A literatura e o cinema foram dois esteios do


neorrealismo. Há, pois, lugar para imagens associadas a
filmes marcantes como “As Vinhas da Ira” (1940), de
John Ford, baseado no romance homónimo de John
Steinbeck, e “Stromboli” (1950), de Rossellini, teatro da
paixão vulcânica entre o realizador e a sua estrela. O
livro de Steinbeck — com a história de uma morte e vida
severina antes de tempo — fora queimado pelos
latifundiários ausentes da Califórnia, mas contribuiria
para o Prémio Nobel de Literatura em 1962. (A foto do
escritor a receber o prémio em Estocolmo também já
consta da coleção.) Uma fotografia das raparigas nos
arrozais do rio Pó, por Max Scheler (filho do filósofo
alemão com o mesmo nome), puxou logo por um
fotograma de “Arroz Amargo” (1949), o filme de
Giuseppe de Santis que lançou Silvana Mangano.

A guerra ou os seus efeitos foi, talvez, a primeira


realidade cruel a ser captada pela câmara (por Roger
5
Fenton, na Crimeia, em 1855).
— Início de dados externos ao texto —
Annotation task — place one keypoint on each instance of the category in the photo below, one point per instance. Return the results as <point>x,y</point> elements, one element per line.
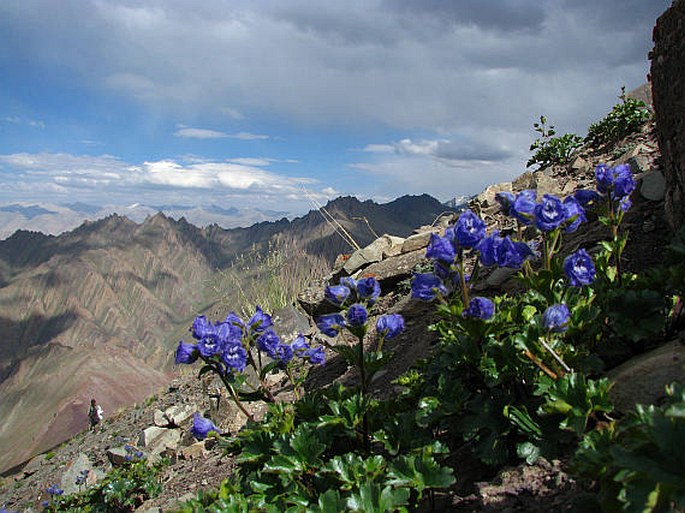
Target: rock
<point>653,186</point>
<point>33,465</point>
<point>581,165</point>
<point>499,276</point>
<point>522,182</point>
<point>78,465</point>
<point>193,452</point>
<point>640,164</point>
<point>639,149</point>
<point>641,380</point>
<point>417,241</point>
<point>487,197</point>
<point>392,270</point>
<point>116,456</point>
<point>179,413</point>
<point>545,184</point>
<point>367,255</point>
<point>394,247</point>
<point>149,435</point>
<point>160,419</point>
A coleção dá conta do
sofrimento da Família Humana durante as Guerras Civil
de Espanha, II Mundial (com uma imagem rigorosa da
ocupação nazi de Paris por Pierre Jahan), Médio Oriente,
Coreia, Vietname, e também a Guerra Colonial
Portuguesa nas frentes de Angola, Moçambique e Guiné
(pretexto para um penetrante retrato de Amílcar
Cabral).

Um novo e penoso realismo começara nos anos 1930


nos EUA com a Grande Depressão, combatida com os
instrumentos do New Deal rooseveltiano. Nada de
medidas avulsas — como agora, por aí — antes criando
agências inovadoras, bem dirigidas, com planos
estratégicos e pondo à cabeça as artes e os artistas!
Lembrado disto, procurei e consegui reunir na coleção
fotos de Jack Delano, Russell Lee e Arthur Rothstein,
figuras maiores da Farm Security Administration. De
resto, há fotografias de autores tão diversos como Bruno
Barbey, Horace Bristol, Ernst Haas, Bert Hardy, Fritz
Henle, Lewis Hine, Nina Leen, Anna Riwkin, Erika Stone,
etc. Sem esquecer a andrógina Annemarie Clarac (ou
Schwarzenbach), íntima dos filhos de Thomas Mann, que
também passou por Lisboa; Carson McCullers dedicou-
lhe os “Reflexos Num Olho Dourado” (1941). À data, “A
Família Humana” já ultrapassou as 160 fotografias de
mais de cem artistas, incluindo 13 mulheres e
englobando 33 países nos seis continentes. Nestes
tempos difíceis e perigosos, a mensagem só pode ser
uma: fotógrafos e povos de todo o mundo, uni-vos!